Despite moving parts of the production from Norway to China, Rune Hagen believes it is important for KM to maintain close contact with the KM offices in Norway while taking into account local factors. “It is important to operate in accordance with the premises laid down in Norway, but adapt these to local conditions. We have to make sure that we continue to comply with the KONGSBERG values and our method of working. Our aim is to generate a culture in which we focus on openness and communication across all departments and areas of responsibility. Many Chinese are not accustomed to this, but over time, this has helped us achieve a reputation in Zhenjiang for a positive company culture. This has proved important for the recruitment of new employees,” confirms Mr. Hagen.

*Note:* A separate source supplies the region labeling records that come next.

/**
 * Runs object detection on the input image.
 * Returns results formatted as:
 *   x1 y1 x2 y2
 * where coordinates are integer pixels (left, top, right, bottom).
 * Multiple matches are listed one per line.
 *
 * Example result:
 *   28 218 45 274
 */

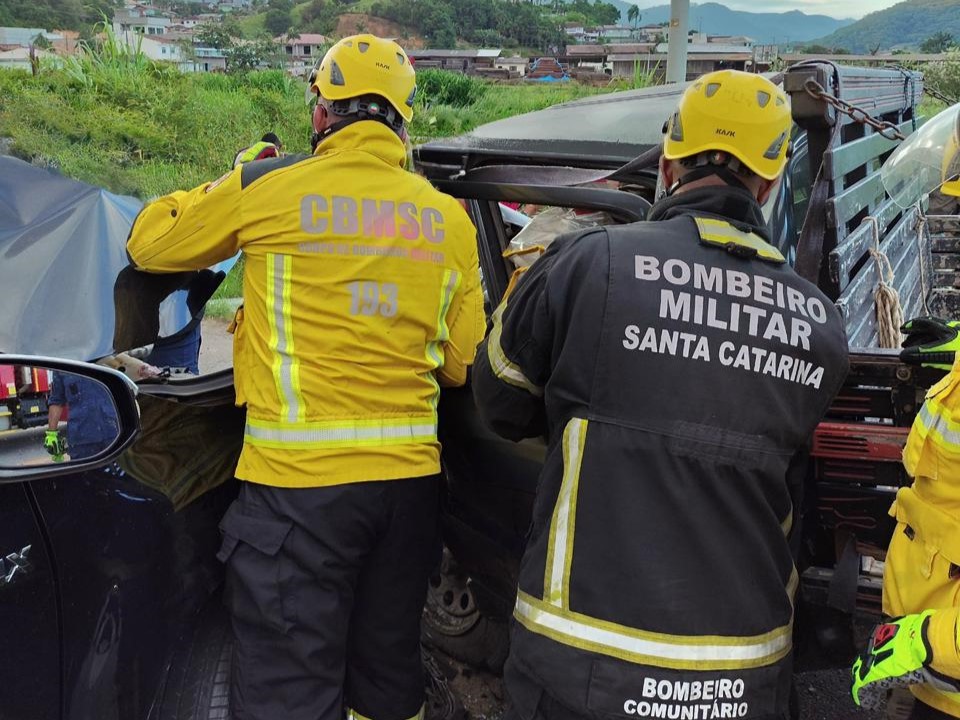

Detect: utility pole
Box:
667 0 690 83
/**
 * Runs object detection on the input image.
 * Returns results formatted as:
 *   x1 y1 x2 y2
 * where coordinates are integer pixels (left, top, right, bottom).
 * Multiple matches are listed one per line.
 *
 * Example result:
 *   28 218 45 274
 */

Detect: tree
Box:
920 30 956 53
193 25 233 50
225 41 274 72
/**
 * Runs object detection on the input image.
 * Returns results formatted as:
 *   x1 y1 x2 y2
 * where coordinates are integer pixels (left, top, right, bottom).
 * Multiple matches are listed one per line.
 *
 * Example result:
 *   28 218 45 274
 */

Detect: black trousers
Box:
218 476 440 720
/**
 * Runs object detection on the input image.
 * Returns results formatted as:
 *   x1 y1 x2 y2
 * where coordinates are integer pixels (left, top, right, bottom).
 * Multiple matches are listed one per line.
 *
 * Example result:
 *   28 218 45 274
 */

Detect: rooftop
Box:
274 33 327 45
407 48 503 59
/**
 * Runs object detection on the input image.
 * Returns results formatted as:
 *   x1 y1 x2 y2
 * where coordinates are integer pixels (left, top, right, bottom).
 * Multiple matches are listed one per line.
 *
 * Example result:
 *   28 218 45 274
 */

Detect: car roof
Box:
418 73 783 173
420 83 689 167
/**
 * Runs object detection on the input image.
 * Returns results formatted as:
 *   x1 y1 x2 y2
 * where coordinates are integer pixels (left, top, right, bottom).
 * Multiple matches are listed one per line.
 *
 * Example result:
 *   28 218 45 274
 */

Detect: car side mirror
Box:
0 355 140 482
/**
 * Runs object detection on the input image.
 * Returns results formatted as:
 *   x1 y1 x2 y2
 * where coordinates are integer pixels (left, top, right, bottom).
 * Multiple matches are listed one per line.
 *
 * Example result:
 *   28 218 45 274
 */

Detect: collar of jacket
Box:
647 185 770 242
313 120 407 167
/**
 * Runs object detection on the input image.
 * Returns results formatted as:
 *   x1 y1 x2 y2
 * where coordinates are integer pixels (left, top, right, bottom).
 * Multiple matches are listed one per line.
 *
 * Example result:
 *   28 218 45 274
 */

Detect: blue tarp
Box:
0 156 236 360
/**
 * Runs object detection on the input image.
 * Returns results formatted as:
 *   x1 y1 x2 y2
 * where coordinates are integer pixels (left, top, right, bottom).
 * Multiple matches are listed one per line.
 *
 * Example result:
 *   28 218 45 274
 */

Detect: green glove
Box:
851 610 935 710
233 140 280 167
900 317 960 370
43 430 67 462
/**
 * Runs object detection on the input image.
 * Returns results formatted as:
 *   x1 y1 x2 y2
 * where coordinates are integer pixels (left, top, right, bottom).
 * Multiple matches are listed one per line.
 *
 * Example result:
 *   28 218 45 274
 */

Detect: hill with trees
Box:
0 0 123 30
817 0 960 53
628 2 853 44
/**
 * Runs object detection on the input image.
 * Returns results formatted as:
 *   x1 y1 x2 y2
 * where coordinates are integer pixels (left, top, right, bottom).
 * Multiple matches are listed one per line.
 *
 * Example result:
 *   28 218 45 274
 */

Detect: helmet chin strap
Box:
310 117 369 150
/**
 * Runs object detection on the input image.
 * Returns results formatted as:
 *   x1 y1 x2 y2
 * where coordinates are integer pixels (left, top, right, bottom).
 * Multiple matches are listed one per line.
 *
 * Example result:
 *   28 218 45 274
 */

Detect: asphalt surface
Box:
435 652 886 720
200 318 885 720
0 425 65 468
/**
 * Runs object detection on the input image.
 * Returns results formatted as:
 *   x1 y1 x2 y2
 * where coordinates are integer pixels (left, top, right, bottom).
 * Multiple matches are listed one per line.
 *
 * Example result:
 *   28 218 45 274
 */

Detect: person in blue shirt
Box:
44 372 120 460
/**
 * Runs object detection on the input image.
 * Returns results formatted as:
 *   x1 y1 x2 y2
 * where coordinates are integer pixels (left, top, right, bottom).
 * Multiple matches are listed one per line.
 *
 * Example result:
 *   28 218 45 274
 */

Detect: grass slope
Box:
816 0 960 53
0 58 616 199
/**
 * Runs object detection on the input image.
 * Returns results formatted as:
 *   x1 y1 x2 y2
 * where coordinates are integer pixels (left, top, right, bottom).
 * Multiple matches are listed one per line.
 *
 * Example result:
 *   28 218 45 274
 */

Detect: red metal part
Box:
0 365 17 400
813 422 910 463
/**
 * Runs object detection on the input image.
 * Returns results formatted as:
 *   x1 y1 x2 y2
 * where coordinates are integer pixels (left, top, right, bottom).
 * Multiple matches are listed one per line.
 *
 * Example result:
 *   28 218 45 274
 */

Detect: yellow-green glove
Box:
900 317 960 370
43 430 67 462
851 610 936 710
233 140 280 167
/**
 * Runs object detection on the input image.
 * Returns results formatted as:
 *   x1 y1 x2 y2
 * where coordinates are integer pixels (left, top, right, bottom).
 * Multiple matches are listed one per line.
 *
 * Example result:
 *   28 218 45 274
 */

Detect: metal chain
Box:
923 85 957 105
803 78 907 140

Over the past ten years, the construction of vessels for the merchant marine has had a solid position in China, but in recent years, the offshore industry has increased considerably. In addition, the market for the merchant marine has changed. While numerous merchant vessels were previously built more or less as copies of each other, with the same systems onboard, today’s deliveries demand a higher degree of specialisation and planning. As an answer to this change, KMCS was divide into two departments in 2012, one for offshore and one for merchant marine. In addition, an increasing share of the production has been moved to Zhenjiang in order to cater for a higher level of specialisation. Increased market shares and number of deliveries means more work for the other departments in KM, both in China and worldwide. There is therefore no doubt that Asia in general and China in particular are important target areas for Kongsberg Maritime in the years to come. With a ten year success story resulting in four locations which have the capacity to take on sales, service, projects and customer support all the way to production, Kjetil Lund, Director of Kongsberg Maritime’s operations in China, and the more than 600 employees in his organization, are well prepared to meet any challenges the future might bring.
“KONGSBERG has truly made its mark in China, by delivering top quality from our facility in Zhenjiang, by winning increasing market shares within both offshore and merchant marine and by providing professional project support from the Shanghai office. KM’s activities in China have been very successful and the people who work for KM in China can look forward to a bright future,” concludes Mr. Lund.